İşe gidip gelme müddeti ve uzaktan çalışma farklı göstergeler olsa da Eurostat durumun değişmesini bekliyor.
TASARRUF EDİLEN VAKTİN BİRDEN FAZLA PATRONLARA GERİ DÖNÜYOR
Yakın vakitte yapılan bir araştırma, tertipli olarak işe gidip gelenlerin meskenden çalışması halinde yolda geçirdikleri vakitten tasarruf ettiğini fakat bu “kazanılan zamanın” büyük bir kısmının iş için harcanan vakit olarak patronlara geri döndüğünü ortaya koydu.

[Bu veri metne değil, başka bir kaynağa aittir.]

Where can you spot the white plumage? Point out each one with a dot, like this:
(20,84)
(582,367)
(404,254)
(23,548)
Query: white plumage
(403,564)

Ulusal Ekonomik Araştırma Ofisi (NBER) tarafından yapılan araştırmaya nazaran, pandemi sırasında konuttan çalışanlar, tasarruf ettikleri vaktin ortalama yüzde 40’ını birincil ve ikincil işlere, yüzde 34’ünü cümbüşe (24 dakika) ve yüzde 11’ini bakım vermeye (8 dakika) harcadı.
UZUN İŞE GİDİŞ MÜHLETİ DAHA DÜŞÜK REFAHLA BAĞLANTILI
Toon Zijlstra ve Ann Verhetsel, 35 Avrupa ülkesinde yaptıkları “işe gidip gelenlerin yükü” tahlilinde, işe gidip gelme mühletinin uzaması ile refah seviyesinin düşmesi ortasında açık bir ilişki buldu.
Araştırmaları, işe gidip gelme mühletleri daha uzun olan bireylerin daha düşük refah seviyeleri bildirme eğiliminde olduklarını gösteriyor.
Avrupa başşehirleri ve kentleri ortasında toplu taşıma memnuniyet seviyeleri değerli ölçüde farklılık gösteriyor.
İŞE GİDİP GELME MÜHLETİ SAHİDEN NE MANAYA GELİYOR?
Eurostat’a nazaran, olağan işe gidip gelme mühleti, çok şartlar yahut olağandışı trafik hariç olmak üzere, olağan hava şartlarında en sık kullanılan ulaşım biçimini söz ediyor.
Eğer iki ulaşım çeşidi eşit olarak kullanılıyorsa (örneğin yarısı otomobil, başka yarısı otobüs), iştirakçiler ortalama işe gidip gelme müddetini kestirim ediyor.